The recent abundance of studies and ensuing data associated with the CRISPR genome editing system would lead some to believe that use of this technology is simple and straightforward for all models being utilized. Well, emerging science is rarely ever straightforward, and biology always seems to throw up new challenges for researchers. For instance, for researchers studying mosquito-borne diseases as well as those studying other arthropods CRISPR use is cumbersome and inefficient. Now, investigators at Penn State College of Agricultural Sciences have developed an innovative technology designed to improve CRISPR-Cas9 gene editing in mosquitoes and other arthropods.
Findings from the new study—published today in Nature Communications through an article titled “Targeted delivery of CRISPR-Cas9 ribonucleoprotein into arthropod ovaries for heritable germline gene editing”—shows that the technique succeeds with a high degree of efficiency while eliminating the need for difficult microinjection of genetic material.
The Penn State team is optimistic that their results could pave the way for scientists examining a wide range of arthropods—and even some vertebrates—to more easily manipulate gene expression for fundamental research and practical applications such as control of vector-borne diseases malaria, zika, and dengue, as well as elimination of agricultural insect pests, and potentially gene therapy for human and animal health.
Current approaches in arthropods rely on delivering the gene-editing Cas9 directly to eggs by embryonic microinjection, a difficult and inefficient process that works in only a small number of species. “In addition, microinjection can damage the eggs, and it requires expensive equipment and training to implement,” explains senior study investigator Jason Rasgon, Ph.D., a professor of entomology and disease epidemiology at Penn State University. “These restrictions dramatically limit the use of CRISPR-Cas9 technology across diverse species.”

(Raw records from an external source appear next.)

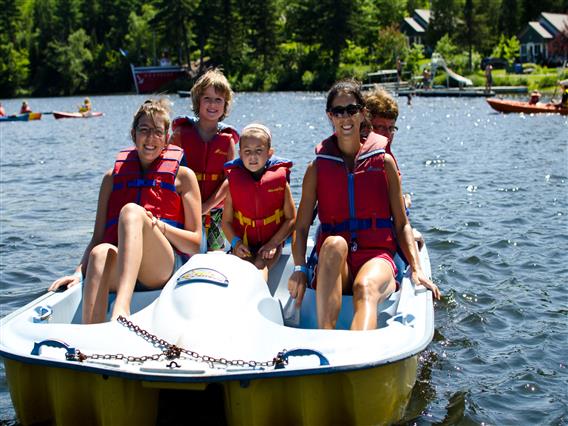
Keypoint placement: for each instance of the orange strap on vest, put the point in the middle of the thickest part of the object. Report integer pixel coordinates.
(208, 176)
(247, 221)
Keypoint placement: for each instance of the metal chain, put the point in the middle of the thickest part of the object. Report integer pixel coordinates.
(170, 352)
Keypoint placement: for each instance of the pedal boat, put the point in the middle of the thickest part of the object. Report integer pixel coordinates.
(216, 324)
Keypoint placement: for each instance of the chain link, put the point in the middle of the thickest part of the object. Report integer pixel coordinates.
(171, 352)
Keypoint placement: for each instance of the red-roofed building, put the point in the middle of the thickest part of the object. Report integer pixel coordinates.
(545, 41)
(414, 27)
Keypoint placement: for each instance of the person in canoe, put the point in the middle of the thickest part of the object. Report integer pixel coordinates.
(208, 145)
(25, 108)
(259, 212)
(564, 93)
(534, 97)
(148, 219)
(357, 190)
(85, 107)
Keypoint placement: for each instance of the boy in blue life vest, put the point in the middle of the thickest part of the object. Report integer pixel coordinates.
(259, 212)
(208, 144)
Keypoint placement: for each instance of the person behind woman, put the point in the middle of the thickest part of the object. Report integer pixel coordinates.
(148, 219)
(208, 145)
(259, 211)
(357, 190)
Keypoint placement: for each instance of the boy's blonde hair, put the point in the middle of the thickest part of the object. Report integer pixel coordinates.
(150, 108)
(259, 131)
(213, 77)
(381, 104)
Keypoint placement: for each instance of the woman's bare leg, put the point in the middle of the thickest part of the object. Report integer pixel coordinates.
(373, 284)
(100, 277)
(144, 253)
(332, 276)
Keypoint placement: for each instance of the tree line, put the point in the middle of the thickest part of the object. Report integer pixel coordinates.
(64, 47)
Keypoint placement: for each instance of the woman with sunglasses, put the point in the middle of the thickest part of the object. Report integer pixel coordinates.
(357, 190)
(148, 219)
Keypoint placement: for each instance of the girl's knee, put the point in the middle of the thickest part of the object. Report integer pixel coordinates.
(366, 288)
(131, 211)
(334, 248)
(101, 252)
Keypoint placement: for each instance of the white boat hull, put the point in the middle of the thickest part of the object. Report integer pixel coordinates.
(230, 327)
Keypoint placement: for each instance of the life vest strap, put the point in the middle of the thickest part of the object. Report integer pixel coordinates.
(208, 176)
(254, 223)
(352, 225)
(144, 183)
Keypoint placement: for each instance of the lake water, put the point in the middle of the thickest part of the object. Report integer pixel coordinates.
(490, 195)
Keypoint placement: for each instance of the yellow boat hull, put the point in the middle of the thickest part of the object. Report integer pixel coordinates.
(376, 395)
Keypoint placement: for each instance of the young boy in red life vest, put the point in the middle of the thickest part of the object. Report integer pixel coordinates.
(259, 212)
(208, 144)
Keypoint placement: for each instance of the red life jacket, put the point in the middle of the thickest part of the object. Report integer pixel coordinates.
(354, 204)
(155, 190)
(206, 159)
(258, 206)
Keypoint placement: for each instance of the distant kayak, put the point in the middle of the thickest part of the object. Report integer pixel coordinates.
(28, 116)
(505, 105)
(59, 114)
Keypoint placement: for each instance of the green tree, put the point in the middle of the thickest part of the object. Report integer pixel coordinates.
(14, 63)
(138, 42)
(507, 48)
(67, 18)
(325, 26)
(445, 17)
(70, 61)
(510, 17)
(172, 21)
(390, 44)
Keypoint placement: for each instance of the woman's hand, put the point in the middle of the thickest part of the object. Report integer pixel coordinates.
(268, 250)
(297, 284)
(68, 280)
(419, 278)
(241, 250)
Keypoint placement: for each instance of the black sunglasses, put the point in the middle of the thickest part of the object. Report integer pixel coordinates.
(352, 109)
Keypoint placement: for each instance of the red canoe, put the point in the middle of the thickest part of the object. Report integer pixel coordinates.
(59, 114)
(505, 105)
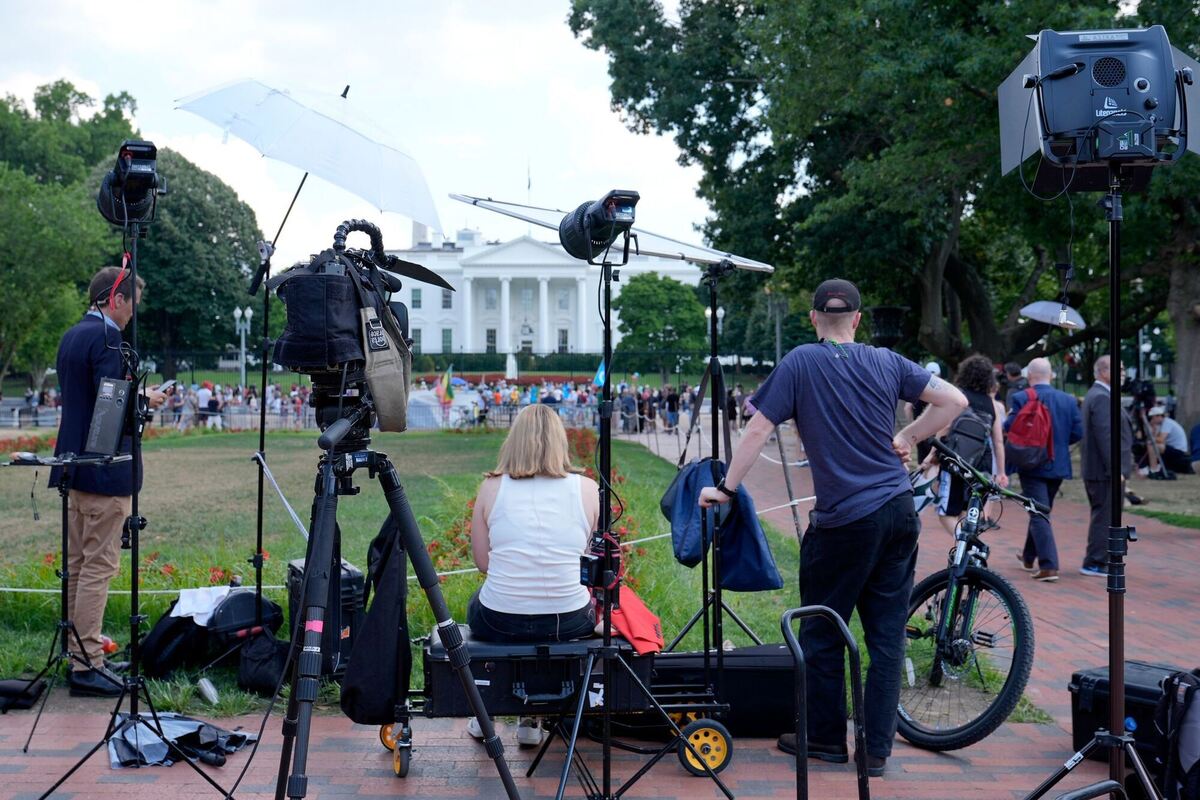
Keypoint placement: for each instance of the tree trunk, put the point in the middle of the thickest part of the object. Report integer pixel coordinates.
(1183, 305)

To address these limitations, the research team developed a new gene editing delivery technology they say can transport Cas9 cargo to a targeted portion of the genome by easy injection into the blood of female arthropods.
“We developed a technology termed Receptor-Mediated Ovary Transduction of Cargo (ReMOT Control) to deliver Cas9 RNP to the arthropod germline by injection into adult female mosquitoes,” the authors wrote. “We identified a peptide (P2C) that mediates transduction of Cas9 RNP from the female hemolymph to the developing mosquito oocytes, resulting in heritable gene editing of the offspring with efficiency as high as 0.3 mutants per injected mosquito. We demonstrated that P2C functions in six mosquito species. Identification of taxa-specific ovary-specific ligand-receptor pairs may further extend the use of ReMOT Control for gene editing in novel species.”

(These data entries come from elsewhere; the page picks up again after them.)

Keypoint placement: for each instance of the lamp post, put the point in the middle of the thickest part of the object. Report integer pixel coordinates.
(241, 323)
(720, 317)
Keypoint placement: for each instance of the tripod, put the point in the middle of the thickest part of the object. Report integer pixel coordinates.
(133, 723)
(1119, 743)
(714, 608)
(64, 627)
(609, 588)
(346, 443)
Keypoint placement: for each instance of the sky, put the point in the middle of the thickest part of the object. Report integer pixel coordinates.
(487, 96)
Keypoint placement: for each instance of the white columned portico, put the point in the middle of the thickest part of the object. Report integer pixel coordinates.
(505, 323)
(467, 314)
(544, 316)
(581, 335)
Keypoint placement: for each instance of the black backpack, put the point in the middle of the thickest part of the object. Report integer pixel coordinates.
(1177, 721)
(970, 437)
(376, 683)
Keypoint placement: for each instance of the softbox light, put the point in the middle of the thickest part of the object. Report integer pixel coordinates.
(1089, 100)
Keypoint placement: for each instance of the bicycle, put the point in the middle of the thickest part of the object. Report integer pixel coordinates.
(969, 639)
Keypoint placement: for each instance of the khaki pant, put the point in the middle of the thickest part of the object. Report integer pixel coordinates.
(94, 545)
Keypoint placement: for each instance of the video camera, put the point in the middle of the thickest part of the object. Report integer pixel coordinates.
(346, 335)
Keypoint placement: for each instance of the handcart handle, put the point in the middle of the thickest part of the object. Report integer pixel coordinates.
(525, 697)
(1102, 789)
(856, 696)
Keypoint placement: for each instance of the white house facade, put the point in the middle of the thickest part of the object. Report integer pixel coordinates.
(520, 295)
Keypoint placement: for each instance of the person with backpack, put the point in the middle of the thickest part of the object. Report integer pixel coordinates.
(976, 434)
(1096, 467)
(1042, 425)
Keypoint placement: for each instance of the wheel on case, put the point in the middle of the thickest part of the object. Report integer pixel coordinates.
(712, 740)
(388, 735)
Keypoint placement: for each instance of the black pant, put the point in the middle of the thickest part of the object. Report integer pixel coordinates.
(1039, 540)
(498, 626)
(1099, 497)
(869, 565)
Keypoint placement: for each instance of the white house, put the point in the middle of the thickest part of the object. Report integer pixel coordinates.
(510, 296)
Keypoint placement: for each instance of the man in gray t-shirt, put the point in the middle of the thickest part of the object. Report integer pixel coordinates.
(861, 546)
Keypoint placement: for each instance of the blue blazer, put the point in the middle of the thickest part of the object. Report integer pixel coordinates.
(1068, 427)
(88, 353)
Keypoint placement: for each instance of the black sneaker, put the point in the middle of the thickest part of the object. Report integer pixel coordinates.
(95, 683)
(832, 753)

Dr. Rasgon explained that during ovary and egg maturation, mosquitoes and other arthropods synthesize yolk proteins, which are secreted into the blood and taken up into the ovaries. The team hypothesized that molecules derived from these yolk proteins could be fused to Cas9 cargo and delivered into the egg at levels necessary to achieve genome editing in the embryo, bypassing the need for embryonic microinjection.
In the process of testing this hypothesis in Aedes aegypti, a mosquito that can spread pathogens such as dengue, chikungunya, zika, and yellow fever viruses, the team identified a peptide known as P2C, a ligand that is recognized by ovarian receptors and functions in five other mosquito species as well.

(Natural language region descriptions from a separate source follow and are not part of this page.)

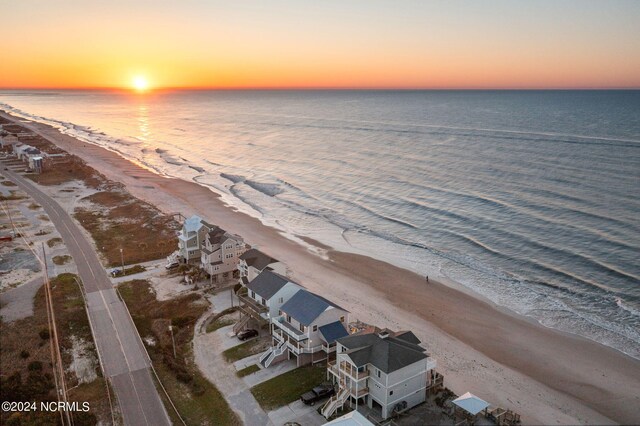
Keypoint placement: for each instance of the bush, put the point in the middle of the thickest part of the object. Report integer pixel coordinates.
(35, 366)
(184, 377)
(181, 321)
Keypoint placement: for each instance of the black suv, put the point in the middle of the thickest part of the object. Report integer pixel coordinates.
(317, 393)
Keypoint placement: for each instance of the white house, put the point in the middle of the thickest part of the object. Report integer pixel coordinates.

To visually show that P2C could achieve uptake in the ovary, the researchers injected the peptide, infused with green fluorescent protein, into mosquitoes. They subsequently found fluorescence in more than 98 percent of primary oocytes.
For gene-editing experiments, the scientists targeted a gene that, when knocked out, results in white eye color rather than dark, providing a visible phenotype to aid in screening. They found that P2C, when bonded with the Cas9 enzyme, was able to deliver the gene-editing cargo to the ovary, where the desired mutation was achieved at a high rate of efficiency, resulting in genetically modified offspring.
Interestingly, the results of the current study show that compared to embryo injection, gene editing by ReMOT Control is efficient and technically much easier to accomplish.
“Whereas the microinjection apparatus can cost thousands of dollars and require extensive training to use, the equipment for ReMOT Control injections costs approximately $2, and the technique can be learned in less than an hour,” Dr. Rasgon concludes. “The lower cost and ease of adult injections makes this method a substantial improvement over existing embryo-injection techniques, putting gene-editing capability into the reach of nonspecialist laboratories and potentially revolutionizing the broad application of functional arthropod genetics.”